Delayed Replication in MySQL 5.6 Development Release

The new Development Release for MySQL 5.6 contains a great feature that our users have been asking for for a while (work log 344 first raised in 2010!) – delayed replication.

Stop mistake being propagated

The concept (and as you’ll see the execution) is extremely simple. If a user makes a mistake on the master – such as dropping some critical tables – then we want to give them the opportunity to recover the situation by using the data held on one of the slaves. The problem is that the slave is busily trying to keep up with the master and in all likelihood will have dropped these tables before the user has time to pull the plug on the replication stream. What this feature does is give the DBA the option to introduce a configurable delay into the replication process so that they have time to cut it off before the mistake is propagated.

This blog explains how this works, how to set that up and then how to bring the slave up to date (to the point in time just before the mistake was made on the master).

MySQL Replication Implementation

To understand how this is implemented, it helps to have a little bit of background on how MySQL replication is implemented. When a change is made on the master, it is applied to the master’s local disk copy and then written to the binary log. The change is then asynchronously (but normally immediately) copied from the master’s binary log to the relay log on the slave; from there an SQL thread on the slave will read the change from the relay log and apply it to the slave’s copy of the data.

This feature works by allowing the user to configure a delay between when the change is applied on the master and when that change is taken from the relay log and applied to the slave. Note that if the master fails during this delay period then the change is not lost as it is has already been safely recorded in the slave’s relay log.

Immediate & Delayed Replication

As the delay is implemented on the slave, you are free to use ‘real-time’ replication to one slave (to allow the fastest possible failover if the master fails) and delayed replication to a second slave to guard against user error. This is the setup that this post steps through.

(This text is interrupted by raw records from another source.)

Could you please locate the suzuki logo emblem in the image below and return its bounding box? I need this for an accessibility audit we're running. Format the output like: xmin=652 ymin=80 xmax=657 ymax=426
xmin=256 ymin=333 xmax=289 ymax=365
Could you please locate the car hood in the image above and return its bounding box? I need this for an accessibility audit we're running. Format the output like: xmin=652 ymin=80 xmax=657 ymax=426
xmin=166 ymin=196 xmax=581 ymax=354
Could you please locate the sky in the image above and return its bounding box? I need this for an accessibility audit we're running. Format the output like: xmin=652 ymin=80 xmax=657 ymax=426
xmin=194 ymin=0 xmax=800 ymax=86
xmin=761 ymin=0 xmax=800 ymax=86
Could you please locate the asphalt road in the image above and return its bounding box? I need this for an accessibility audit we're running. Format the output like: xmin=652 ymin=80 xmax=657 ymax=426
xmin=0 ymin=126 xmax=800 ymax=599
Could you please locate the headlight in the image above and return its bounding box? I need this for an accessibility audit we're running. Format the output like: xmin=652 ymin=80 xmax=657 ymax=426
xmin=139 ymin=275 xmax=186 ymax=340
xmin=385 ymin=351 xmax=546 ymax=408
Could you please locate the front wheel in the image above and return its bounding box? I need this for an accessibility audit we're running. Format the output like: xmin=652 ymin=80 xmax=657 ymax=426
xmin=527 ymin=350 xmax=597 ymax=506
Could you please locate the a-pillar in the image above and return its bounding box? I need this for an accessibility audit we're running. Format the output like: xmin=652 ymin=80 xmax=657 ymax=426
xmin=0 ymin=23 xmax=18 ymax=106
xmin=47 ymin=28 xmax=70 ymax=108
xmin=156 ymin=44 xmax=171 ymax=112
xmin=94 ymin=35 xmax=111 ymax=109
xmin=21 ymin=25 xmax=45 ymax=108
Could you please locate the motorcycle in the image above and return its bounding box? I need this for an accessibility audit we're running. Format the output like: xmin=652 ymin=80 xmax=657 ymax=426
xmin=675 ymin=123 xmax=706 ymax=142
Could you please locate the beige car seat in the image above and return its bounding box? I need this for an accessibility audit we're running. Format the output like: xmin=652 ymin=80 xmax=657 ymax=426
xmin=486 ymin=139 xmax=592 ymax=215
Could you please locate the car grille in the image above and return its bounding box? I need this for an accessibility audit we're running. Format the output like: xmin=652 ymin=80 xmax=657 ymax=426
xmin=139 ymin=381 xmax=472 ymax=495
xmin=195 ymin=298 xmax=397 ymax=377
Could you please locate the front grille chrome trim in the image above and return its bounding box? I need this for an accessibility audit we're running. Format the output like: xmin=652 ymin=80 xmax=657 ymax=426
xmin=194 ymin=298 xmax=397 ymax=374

For simplicity, all three MySQL Servers will be run on a single host but each uses a different port number as shown in the diagram. “slave” will apply changes as quickly as it can while “slave2” will introduce a delay when applying changes from its relay log.

Setting up the first slave is very standard:

master> CREATE USER repl_user@localhost;
master> GRANT REPLICATION SLAVE ON *.* TO 
  repl_user@localhost IDENTIFIED BY 'pw';
slave> CHANGE MASTER TO
 -> MASTER_HOST = 'localhost',
 -> MASTER_PORT = 3306,
 -> MASTER_USER = 'repl_user',
 -> MASTER_PASSWORD = 'pw';
slave> start slave;
When setting up the delayed slave, one extra parameter is included in the CHANGE MASTER command:
slave2> CHANGE MASTER TO
 -> MASTER_HOST = 'localhost',
 -> MASTER_PORT = 3306,
 -> MASTER_USER = 'repl_user',
 -> MASTER_PASSWORD = 'pw',
 -> MASTER_DELAY = 20;
slave2> START SLAVE;
The MASTER_DELAY parameter indicates the delay in seconds (here I’ve used 20 seconds – in a production environment you’d probably want to give your self much longer.
Prior to this, a simple table had already been created:
master> CREATE DATABASE clusterdb;USE clusterdb;
master> CREATE TABLE towns (Town VARCHAR(20));
Next we check that changes are immediately applied on slave while delayed on slave2:
master> REPLACE INTO towns VALUES ("Maidenhead"),("Bray");
slave> SELECT * FROM towns;
 +------------+
 | Town       |
 +------------+
 | Maidenhead |
 | Bray       |
 +------------+
slave2> SELECT * FROM towns;
 Empty set (0.00 sec)

slave2> SELECT * FROM towns;
 +------------+
 | Town       |
 +------------+
 | Maidenhead |
 | Bray       |
 +------------+
The next step is to simulate a user error; I add some more data to the table and then drop the table. Following on from that I stop the replication on slave2 before the mistake is applied:
master> REPLACE INTO towns VALUES ("Cookham"),("Marlow");
master> DROP TABLE towns;
slave> SELECT * FROM tables;
     ERROR 1146 (42S02): Table 'clusterdb.tables' doesn't exist
slave2> STOP SLAVE;
slave2> SELECT * FROM towns;
 +------------+
 | Town       |
 +------------+
 | Maidenhead |
 | Bray       |
 +------------+

Bring the Slave up to the Desired Point in Time

This is a good start, while slave has dropped the table, it still exists on slave2. Unfortunately, slave2 is missing the additions to the table that were made just before the mistake was made. The next step is to bring slave 2 almost up to date – stopping just before the table was dropped. To do this we need to find the position within the master’s binary log just before the table was dropped – this can be done using the SHOW BINLOG EVENTS command on the master. Once we have that position (file-name + position) we can tell slave 2 to catch up just to that point using START SLAVE UNTIL . Once that has been done, I check that the extra 2 inserts have been applied to slave2:

master> SHOW BINLOG EVENTSG
....
*************************** 10. row ***************************
 Log_name: ws2-bin.000001
 Pos: 842
 Event_type: Query
 Server_id: 1
 End_log_pos: 957
 Info: use `clusterdb`; REPLACE INTO towns VALUES ("Cookham"),("Marlow")
 *************************** 11. row ***************************
 Log_name: ws2-bin.000001
 Pos: 957
 Event_type: Xid
 Server_id: 1
 End_log_pos: 984
 Info: COMMIT /* xid=32 */
 *************************** 12. row ***************************
 Log_name: ws2-bin.000001
 Pos: 984
 Event_type: Query
 Server_id: 1
 End_log_pos: 1096
 Info: use `clusterdb`; DROP TABLE `towns` /* generated by server */
slave2> START SLAVE UNTIL
 -> MASTER_LOG_FILE='ws2-bin.000001',
 -> MASTER_LOG_POS=984;
slave2> SELECT * FROM towns;
 +------------+
 | Town       |
 +------------+
 | Maidenhead |
 | Bray       |
 | Cookham    |
 | Marlow     |
 +------------+

Success! Now slave2 contains exactly the data we need. After this it’s up to you what to do next; typically this could involve promoting slave2 to be the new master.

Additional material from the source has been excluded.